Cela faisait longtemps que le public anglophone réclamait et attendait avec impatience une nouvelle traduction du Deuxième Sexe. Ce texte figure aujourd’hui dans les cursus d’études de genre et de philosophie à travers tout l’univers anglophone, mais depuis déjà longtemps les universitaires déploraient l’insuffisance de la traduction de Parshley, utilisée par ailleurs comme texte-source dans plusieurs autres pays et pour plusieurs autres langues, si bien que les erreurs en ont été aggravées. Si l’on nous permet d’emprunter et d’adapter les propres mots de Simone de Beauvoir (« La querelle du féminisme a fait couler assez d’encre », DS, t. I, p. 13), nous dirons que la version anglaise de son livre a fait couler beaucoup d’encre. Dès 1983, Margaret Simons a signalé à l’attention du public le caractère défectueux de cette traduction dans un article qui a fait date : « The Silencing of Simone de Beauvoir : Guess What’s Missing from The Second Sex » (« Simone de Beauvoir réduite au silence : Devinez ce qui manque dans Le Deuxième Sexe »), suivi d’un essai intitulé : Beauvoir and The Second Sex (1999), dans lequel elle appelait de ses vœux une nouvelle traduction. De nombreux articles et critiques2 ont fini par convaincre l’éditeur de mettre en chantier une nouvelle traduction.
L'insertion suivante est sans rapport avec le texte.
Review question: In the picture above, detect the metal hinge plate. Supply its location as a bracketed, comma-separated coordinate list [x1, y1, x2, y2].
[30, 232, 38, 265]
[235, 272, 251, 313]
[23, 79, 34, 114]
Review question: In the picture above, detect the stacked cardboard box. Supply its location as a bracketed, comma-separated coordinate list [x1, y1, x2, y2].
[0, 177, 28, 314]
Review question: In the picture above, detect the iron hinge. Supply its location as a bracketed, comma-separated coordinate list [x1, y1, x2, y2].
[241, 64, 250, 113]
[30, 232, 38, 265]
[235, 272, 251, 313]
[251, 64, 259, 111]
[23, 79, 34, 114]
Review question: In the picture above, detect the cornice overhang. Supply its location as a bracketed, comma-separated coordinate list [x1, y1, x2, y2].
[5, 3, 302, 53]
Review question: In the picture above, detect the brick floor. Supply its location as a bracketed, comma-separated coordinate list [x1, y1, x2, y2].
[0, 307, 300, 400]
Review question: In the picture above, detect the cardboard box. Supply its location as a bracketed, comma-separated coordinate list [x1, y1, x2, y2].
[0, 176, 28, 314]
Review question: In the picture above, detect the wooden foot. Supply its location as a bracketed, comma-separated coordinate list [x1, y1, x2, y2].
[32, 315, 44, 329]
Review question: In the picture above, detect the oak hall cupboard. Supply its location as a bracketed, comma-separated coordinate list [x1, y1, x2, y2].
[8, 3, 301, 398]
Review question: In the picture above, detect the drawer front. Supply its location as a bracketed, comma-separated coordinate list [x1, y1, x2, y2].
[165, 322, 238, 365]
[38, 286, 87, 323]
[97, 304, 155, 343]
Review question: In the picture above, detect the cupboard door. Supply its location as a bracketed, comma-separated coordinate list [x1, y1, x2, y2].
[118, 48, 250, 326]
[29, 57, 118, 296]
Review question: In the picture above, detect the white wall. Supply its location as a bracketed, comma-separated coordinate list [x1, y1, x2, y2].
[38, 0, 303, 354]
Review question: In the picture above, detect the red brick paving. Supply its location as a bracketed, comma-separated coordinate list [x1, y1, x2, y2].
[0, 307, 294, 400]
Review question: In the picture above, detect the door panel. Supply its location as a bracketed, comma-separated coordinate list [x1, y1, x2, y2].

Depuis 1999, l’année où nous avions pris conscience de manière aiguë de l’insatisfaction universelle que suscitait la première traduction en assistant à la conférence qui marquait le cinquantième anniversaire de la publication du Deuxième Sexe, nous étions prêtes à nous lancer dans ce projet. En 2001, nous avons présenté à la maison Knopf un essai de traduction qui a été accepté, mais ce n’est qu’en janvier 2006 que le contrat définitif a enfin été signé ! Les raisons de cette longue attente étaient, semble-t-il, de nature commerciale : la première traduction se vendait bien, presque sans apport conséquent de la maison Knopf. Une nouvelle traduction devait entraîner un sérieux investissement, avec tous les coûts inhérents à l’industrie du livre : rémunération du traducteur, ensemble du travail éditorial, et enfin production d’un nouveau livre. Le mérite de cette entreprise revient en grande partie à Anne-Solange Noble, des éditions Gallimard, qui connaît parfaitement le monde de l’édition en France, au Royaume-Uni et aux États-Unis ; c’est elle qui a su convaincre les différentes maisons que le moment de retraduire l’œuvre était venu.

Le livre est sorti en novembre 2009, soixante ans après sa publication en France, au mois près. Cette nouvelle traduction est arrivée au bon moment, puisqu’elle a suivi de peu le centenaire de Simone de Beauvoir, en 2008, qui a vu l’éclosion de nouvelles études spécialisées. Ce texte anglais allait accompagner le renouveau que connaissaient l’étude et le développement de l’œuvre de Simone de Beauvoir. Il devait permettre au public qui ne lisait pas le français de sonder la manière dont l’auteur abordait son sujet et de mieux comprendre la façon dont elle utilisait la philosophie et l’éthique existentialistes dans son analyse, avec toutes ses complexités, sa voix et son style. La version britannique, publiée par Jonathan Cape, a également coïncidé de manière symbolique avec le soixantième anniversaire de la première publication en France, en novembre 1949 (à l’époque, comme aujourd’hui, Jonathan Cape et Knopf étaient les deux éditeurs de l’ouvrage en langue anglaise).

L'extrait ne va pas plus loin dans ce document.